In mathematical terms a causal diagram is a directed, acyclic graph (DAG). A graph is a pair (V,E) of a set V (vertices) and a subset E (edges) of V x V. A graph is directed if the edges are ordered. A path in a graph is sequence of edges joining a sequence of vertices in which all vertices and edges are distinct. A cycle is path of graph in which only the first and the last vertices are equal.

An example from the R package ggdag⁸

Code zeigen

suppressMessages(library(ggdag))
library(ggplot2)
theme_set(theme_dag())
smoking_ca_dag <- dagify(cardiacarrest ~ cholesterol,
  cholesterol ~ smoking + weight,
  smoking ~ unhealthy,
  weight ~ unhealthy,
  labels = c(
    "cardiacarrest" = "Cardiac\n Arrest",
    "smoking" = "Smoking",
    "cholesterol" = "Cholesterol",
    "unhealthy" = "Unhealthy\n Lifestyle",
    "weight" = "Weight"
  ),
  latent = "unhealthy",
  exposure = "smoking",
  outcome = "cardiacarrest"
)

ggdag(smoking_ca_dag, text = FALSE, use_labels = "label")

Counterfactuals and the Do Operator

Judas Pearl drew on David Lewis’ ideas about couterfactuals and combined them with the techniques of Sewall Wright, who used directed graphs to represent probabilistic causal relationships.

According to Pearl and others, a variable X is said to have a causal influence on Y if a change in X leads to changes in (the distribution of) Y. This position is very helpful in practice, although not everyone subscribes to it.⁹

Interventions and counterfactual events are simulated by a mathematical operator called do(x). This operator simulates physical interventions by deleting certain functions from the DAG and replacing them with a constant X = x, while the rest of the model remains unchanged. The resulting model is labelled M^x.

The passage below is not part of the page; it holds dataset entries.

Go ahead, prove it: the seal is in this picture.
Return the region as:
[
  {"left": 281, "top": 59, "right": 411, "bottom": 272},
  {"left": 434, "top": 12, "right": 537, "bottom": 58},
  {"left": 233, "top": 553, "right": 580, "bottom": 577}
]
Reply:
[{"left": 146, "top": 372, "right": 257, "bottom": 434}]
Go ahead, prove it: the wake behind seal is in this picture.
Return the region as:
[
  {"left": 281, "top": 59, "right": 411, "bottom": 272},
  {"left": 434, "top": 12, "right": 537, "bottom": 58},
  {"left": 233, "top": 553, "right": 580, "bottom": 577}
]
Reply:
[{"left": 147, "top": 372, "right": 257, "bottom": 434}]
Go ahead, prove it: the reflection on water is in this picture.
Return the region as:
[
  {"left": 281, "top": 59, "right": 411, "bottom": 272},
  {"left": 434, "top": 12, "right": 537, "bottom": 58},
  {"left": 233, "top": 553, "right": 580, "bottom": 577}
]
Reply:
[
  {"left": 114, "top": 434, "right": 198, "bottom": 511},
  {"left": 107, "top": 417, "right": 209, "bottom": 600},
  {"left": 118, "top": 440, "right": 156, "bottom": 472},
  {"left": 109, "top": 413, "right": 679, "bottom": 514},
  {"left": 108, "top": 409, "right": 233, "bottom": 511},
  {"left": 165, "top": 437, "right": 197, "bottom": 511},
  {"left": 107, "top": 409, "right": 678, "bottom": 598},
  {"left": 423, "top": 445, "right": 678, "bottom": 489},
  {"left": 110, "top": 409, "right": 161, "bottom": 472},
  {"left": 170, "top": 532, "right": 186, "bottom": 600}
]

The post intervention distribution thus the distribution resulting from the action do(X = x) is then given by the equation

P_M(y|do(x)) = P_M^x(y)

In other terms: In the context of model M, the post-intervention distribution of outcome Y is defined as the probability that the model M^x assigns to each outcome Y = y. Using this distribution, which can be readily calculated from any fully specified model M we can evaluate the effectiveness of the treatment by comparing aspects of this distribution at different values of x.

The following is a very simple example with some pseudo data:

Code zeigen

suppressMessages(library(ggdag))
library(ggplot2)
dag2 <- dagify(y ~ x ,
  z ~ y ,
  labels = c(
    "x" = "Normal Distribution (0,1)",
    "y" = "~ x * Normal Distribution (0,1)",
    "z" = "~ y + 5*Normal Distribution (0,1)"
   
  )
)


ggdag(dag2,text = FALSE, use_labels = "label")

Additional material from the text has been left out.